Wall Street rises as Fed minutes put rate cuts in focus
NEW YORK : Wall Street indexes closed higher on Wednesday after Federal Reserve meeting minutes fuelled hopes that inflation pressures from President Donald Trump's tariffs would not derail interest rate cuts this year and the tech-heavy Nasdaq led gains as Nvidia briefly reached a US$4 trillion valuation.
The minutes for the mid-June meeting showed that most Fed officials said they expect rate cuts will be appropriate later this year, with price shocks from Trump's import taxes expected to be 'temporary or modest.' However, there was little support for a rate cut at the end of July meeting.
Nvidia finished higher after it became the world's first company to hit a US$4 trillion market value on Wednesday morning, solidifying its position as one of Wall Street's most favoured stocks to tap in the ongoing surge in demand for artificial intelligence technologies.
'Fed officials suggested that they believe inflation will be higher down the road. At the same time, many or most officials suggested that they expect lower interest rates at some point this year. Those two things don't match,' said Chris Brigati, chief investment officer at SWBC, an investment company in San Antonio, Texas. 'Perhaps they're starting to put a little bit more weight into what's going on with the labor market.'
Besides Nvidia, other market boosts came from megacap companies including Microsoft Corp and Amazon.com.
'There's definitely a megacaps bias. … To some extent it's a flight to safety but not what you would traditionally think of as a safety trade,' said Kevin Gordon, senior investment strategist at Charles Schwab. 'From a trade standpoint it's not like you're getting much clarity.'
According to preliminary data, the S&P 500 gained 36.36 points, or 0.58%, to end at 6,261.88 points, while the Nasdaq Composite gained 189.34 points, or 0.93%, to 20,607.23. The Dow Jones Industrial Average rose 214.23 points, or 0.48%, to 44,450.53.
While Wall Street indexes had fallen on trade jitters on Monday, they have steadied since then, with analysts noting that investors have become used to Trump's pattern of saber-rattling on tariffs. And with the deadline for the latest tariffs pushed to Aug 1, many are betting that negotiations will defuse the trade war.
Trump on Wednesday issued letters to seven countries, calling for tariffs of 30% on Algeria, Iraq, Libya and Sri Lanka, 25% on Brunei and Moldova, and 20% on the Philippines. The European Union has said it could reach an outline trade agreement with the US in the coming days.
On Tuesday, Trump had ramped up his trade offensive with the announcement of a 50% tariff on copper and a vow to slap long-threatened levies on semiconductors and pharmaceuticals. On Monday, Trump hit 14 trading partners with a fresh wave of tariff warnings, including Japan and South Korea.
'The market is becoming a little desensitised to the bad news of tariffs. … You had three months of still constructive growth and things have not been that bad so the market's saying maybe we can get through these tariffs,' said SWBC's Brigati.

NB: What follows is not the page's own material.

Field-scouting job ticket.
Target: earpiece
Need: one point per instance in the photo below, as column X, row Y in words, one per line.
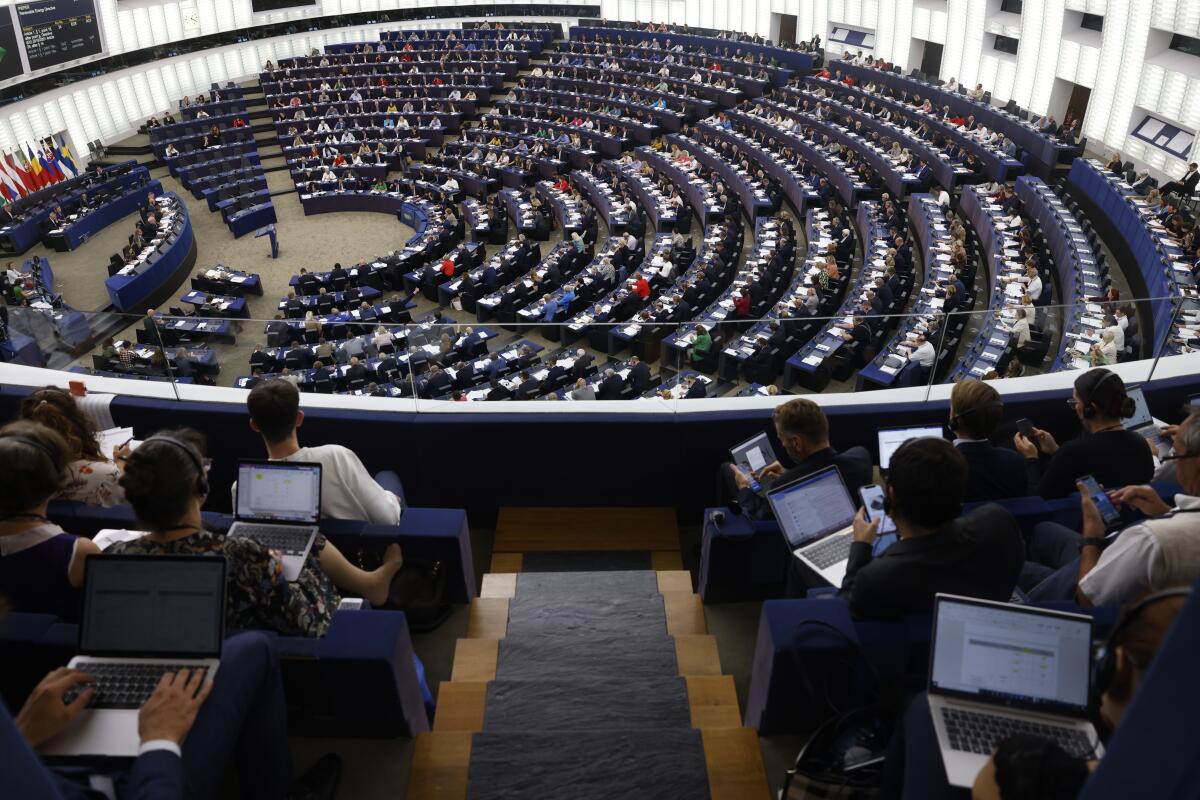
column 202, row 481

After last week's record closes for the S&P 500 and the Nasdaq – buoyed by a surprisingly robust jobs report -investors are turning their attention to Thursday's initial jobless claims for the next pulse check on the labor market.
Among individual stocks, AES Corp rallied after Bloomberg reported that the power provider was exploring options, including a sale.
Boeing shares advanced as Susquehanna raised its price target after the planemaker reported on Tuesday that its airplane deliveries in June increased 27% on a yearly basis.
UnitedHealth Group shares slipped after the Wall Street Journal reported that the US department of justice was investigating how the health insurer deployed doctors and nurses to gather diagnoses that increased its Medicare payments.